The early Portuguese explorers believed in the existence of the El Dorado, the undiscovered country of St. Brendan. The strongest proof of this is that when the Crown of Portugal was ceded to the Castilians, the treaty included St. Brendan’s land as a certain future discovery.

The high religious reputation and singular fame of St. Brendan gave considerable value to his manuscripts, from which sprang up an unique literature, that planted in the brain of Columbus a desire to find the long lost Land of Promise, which he eventually discovered in the year 1492, a year forever memorable in the history of civilization.

Why is it that nearly all the original Brendan manuscripts are in the Latin tongue? Chambers in his “Cyclopedia of English Literature” gives an excellent explanation: “The first unquestionably real author of distinction is St.

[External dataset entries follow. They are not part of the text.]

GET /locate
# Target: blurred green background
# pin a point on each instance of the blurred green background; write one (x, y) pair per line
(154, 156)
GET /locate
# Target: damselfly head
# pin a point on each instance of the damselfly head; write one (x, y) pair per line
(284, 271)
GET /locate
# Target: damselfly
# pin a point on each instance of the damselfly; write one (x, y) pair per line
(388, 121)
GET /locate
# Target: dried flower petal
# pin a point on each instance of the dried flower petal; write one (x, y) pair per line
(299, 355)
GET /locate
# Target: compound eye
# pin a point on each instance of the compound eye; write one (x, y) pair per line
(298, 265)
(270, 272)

Columbanus, a native of Ireland, who contributed greatly to the advance of Christianity in Western Europe and died in 615. He wrote religious treatises and Latin poetry. As yet no educated writer composed in his vernacular tongue. It was generally despised by the literary class, and Latin was held to be the only language fit for regular composition.”

Both Columbanus and Columkill or Columba were contemporaries of St. Brendan. Doubtless St. Brendan was an accomplished Latin scholar. Throughout Europe, during the Middle Ages, Brendan’s voyage was a most popular subject in church literature. The Brendanian Manuscripts are still locked up in the various libraries of Europe, and only a few of them have been translated into any of the modern languages. It is to be hoped that some of the great scholars of Germany, as well as those of Ireland, will soon turn their attention to those old manuscripts. The Book of Lismore contains a life of Brendan in the Gaelic language, and the annals of Clonmacnoise devote considerable space to the career and achievements of the famous navigator.

In view of St. Patrick’s prophecy, which was fulfilled by St. Brendan’s voyage, it is a singular fact that the Atlantic Cable was laid by Cyrus W. Field in 1857 within sight of Mount Brendan, which stands out in bold relief on the Irish coast, at an altitude of fully three thousand feet, overlooking the Atlantic Ocean.